F: -O juiz pode ter a certeza de ter feito o que podia para apurar a verdade. Ele decide quando pensa que já fez tudo o que pôde para apurar a verdade. Mas ele sabe que há sempre um risco de erro e é nobre assumi-lo.
M: -E porque não assumi-lo com a pena de morte? É o mesmo: investigar por todos os meios possíveis e se já não se vê como se pode pôr a culpa em dúvida...
F: -E acusas-me de raciocinar em abstracto! Vê bem as consequências do que estás a dizer: um erro que não envolva a pena de morte pode, se for descoberto, ter alguma reparação. As leis podem, por exemplo, fixar indemnizações para esses casos. Mas que vale isso para o inocente executado?

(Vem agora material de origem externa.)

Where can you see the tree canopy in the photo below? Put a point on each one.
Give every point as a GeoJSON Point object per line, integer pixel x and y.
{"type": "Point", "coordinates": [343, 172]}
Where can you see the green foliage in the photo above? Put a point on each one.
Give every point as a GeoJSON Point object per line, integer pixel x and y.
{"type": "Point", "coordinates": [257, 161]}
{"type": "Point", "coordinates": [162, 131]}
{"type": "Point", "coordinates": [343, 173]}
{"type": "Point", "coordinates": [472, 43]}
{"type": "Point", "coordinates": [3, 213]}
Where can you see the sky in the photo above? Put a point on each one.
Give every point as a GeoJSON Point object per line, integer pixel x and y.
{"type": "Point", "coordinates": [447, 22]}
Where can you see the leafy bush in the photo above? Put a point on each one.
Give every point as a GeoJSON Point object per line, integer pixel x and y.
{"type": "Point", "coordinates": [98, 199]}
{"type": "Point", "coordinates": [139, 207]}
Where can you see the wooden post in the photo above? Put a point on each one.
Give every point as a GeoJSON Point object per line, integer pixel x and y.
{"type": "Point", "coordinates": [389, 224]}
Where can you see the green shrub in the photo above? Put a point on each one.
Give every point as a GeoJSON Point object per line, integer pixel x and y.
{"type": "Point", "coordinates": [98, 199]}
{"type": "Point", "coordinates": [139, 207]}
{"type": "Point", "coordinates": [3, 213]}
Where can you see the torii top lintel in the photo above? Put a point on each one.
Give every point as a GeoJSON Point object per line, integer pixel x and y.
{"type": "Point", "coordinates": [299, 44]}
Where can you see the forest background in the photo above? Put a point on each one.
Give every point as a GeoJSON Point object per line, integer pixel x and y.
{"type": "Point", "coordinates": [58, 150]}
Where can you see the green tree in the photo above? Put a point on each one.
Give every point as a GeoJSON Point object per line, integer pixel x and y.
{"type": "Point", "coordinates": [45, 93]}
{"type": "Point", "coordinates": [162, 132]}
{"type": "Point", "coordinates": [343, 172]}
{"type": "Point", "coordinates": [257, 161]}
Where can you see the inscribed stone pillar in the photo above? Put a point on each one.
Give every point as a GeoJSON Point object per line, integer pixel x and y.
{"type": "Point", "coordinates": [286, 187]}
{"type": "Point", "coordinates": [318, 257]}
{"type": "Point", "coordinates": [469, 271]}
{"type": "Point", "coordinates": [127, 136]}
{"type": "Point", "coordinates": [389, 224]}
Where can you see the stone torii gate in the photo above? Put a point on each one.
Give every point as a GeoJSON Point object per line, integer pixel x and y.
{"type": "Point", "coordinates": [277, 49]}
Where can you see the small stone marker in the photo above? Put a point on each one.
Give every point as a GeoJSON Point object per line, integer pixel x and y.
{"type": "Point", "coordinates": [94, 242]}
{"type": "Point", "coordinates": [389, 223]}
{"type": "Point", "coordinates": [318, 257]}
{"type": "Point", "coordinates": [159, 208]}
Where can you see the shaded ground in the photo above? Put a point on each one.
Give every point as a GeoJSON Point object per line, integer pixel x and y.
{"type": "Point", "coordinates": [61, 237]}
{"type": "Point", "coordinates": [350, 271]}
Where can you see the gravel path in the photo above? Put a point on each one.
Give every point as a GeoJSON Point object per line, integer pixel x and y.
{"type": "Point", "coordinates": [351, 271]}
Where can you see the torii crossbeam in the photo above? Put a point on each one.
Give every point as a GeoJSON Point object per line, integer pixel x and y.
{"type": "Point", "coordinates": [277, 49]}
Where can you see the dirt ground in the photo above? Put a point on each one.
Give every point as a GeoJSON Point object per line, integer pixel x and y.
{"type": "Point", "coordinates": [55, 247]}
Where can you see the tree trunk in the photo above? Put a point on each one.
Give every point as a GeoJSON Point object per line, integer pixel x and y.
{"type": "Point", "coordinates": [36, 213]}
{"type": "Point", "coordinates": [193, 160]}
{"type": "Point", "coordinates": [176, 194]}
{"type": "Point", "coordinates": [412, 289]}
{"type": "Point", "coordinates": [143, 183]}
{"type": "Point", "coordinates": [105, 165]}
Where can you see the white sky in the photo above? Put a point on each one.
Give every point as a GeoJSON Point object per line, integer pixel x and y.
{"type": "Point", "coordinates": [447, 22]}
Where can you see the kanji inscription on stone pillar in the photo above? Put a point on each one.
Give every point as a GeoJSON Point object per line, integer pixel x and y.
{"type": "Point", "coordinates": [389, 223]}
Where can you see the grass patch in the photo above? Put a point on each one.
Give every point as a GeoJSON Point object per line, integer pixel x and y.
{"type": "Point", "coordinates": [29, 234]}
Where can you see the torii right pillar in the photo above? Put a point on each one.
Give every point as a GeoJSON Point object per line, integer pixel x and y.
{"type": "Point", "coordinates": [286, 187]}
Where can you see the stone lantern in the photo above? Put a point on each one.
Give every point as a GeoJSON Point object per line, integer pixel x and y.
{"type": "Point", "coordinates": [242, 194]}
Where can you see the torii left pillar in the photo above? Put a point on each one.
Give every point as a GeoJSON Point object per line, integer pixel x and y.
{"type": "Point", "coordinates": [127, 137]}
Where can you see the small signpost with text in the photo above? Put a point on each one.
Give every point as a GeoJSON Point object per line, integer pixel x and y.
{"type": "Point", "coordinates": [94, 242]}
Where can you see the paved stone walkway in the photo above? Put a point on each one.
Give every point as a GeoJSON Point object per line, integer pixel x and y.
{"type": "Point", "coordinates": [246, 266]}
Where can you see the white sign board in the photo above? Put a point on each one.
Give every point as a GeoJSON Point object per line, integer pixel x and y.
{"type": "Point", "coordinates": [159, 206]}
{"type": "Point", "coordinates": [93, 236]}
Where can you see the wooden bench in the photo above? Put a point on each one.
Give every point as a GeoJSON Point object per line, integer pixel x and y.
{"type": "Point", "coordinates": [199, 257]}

M: -Pronto. Já vi que és contra a pena de morte. Para ti o assassino deve ser tratado com chazinhos porque podemos vir a descobrir que é um anjinho...
F: -Sempre precipitado. Como não és capaz de imaginar alternativas achas que os outros têm de pensar o que vem à tua cabeça. O que gostava de saber é o que tens a dizer quanto à possibilidade de condenarmos inocentes à morte.
M: -Olha, pego nas tuas palavras. Há riscos. Se não corrermos tais riscos, os inocentes sofrerão porque o número de assassínios, e é sobretudo nesses casos que estou a pensar, aumenta sem a pena de morte. Se não corrermos o risco de condenar um inocente estamos a condenar muitos outros.
F: -A tua análise continua abstracta. Só estás a ver um ângulo da questão. Vê: para que as leis sejam eficazes é preciso que os cidadãos as respeitem minimamente. Sem respeito, o Direito será um conjunto de obrigações que as pessoas acatam contra a vontade e violam mal suspeitam que podem ficar impunes. Admite agora que surge a notícia de que os já executados João e Manuel estavam inocentes. Tal direito inspira respeito?
M:- Ora, estás com medo do que pode muito bem não acontecer. Para mais as pessoas reconheceriam que tal sacrifício foi útil para diminuir os assassínios...
F: - E eu é que me estou a antecipar à realidade! Isso só seria verdade se a pena de morte diminuísse bastante os assassínios. Ora, como devias saber, está longe de acontecer nos países que a adoptam. Os assassínios continuam e as pessoas procuram outro bode expiatório: ineficácia das polícias, estrangeiros a mais, permissividade na educação, as igrejas vazias, professores de calças de ganga, a violência na TV e por aí fora.
M: - Tanta coisa para as pessoas investigarem antes de tomarem posição sobre a pena de morte. Isso é para, entretanto, não se fazer nada?
F: - ... ou para fazerem mas cautelosamente, sabendo que essa decisão pode revelar-se errada.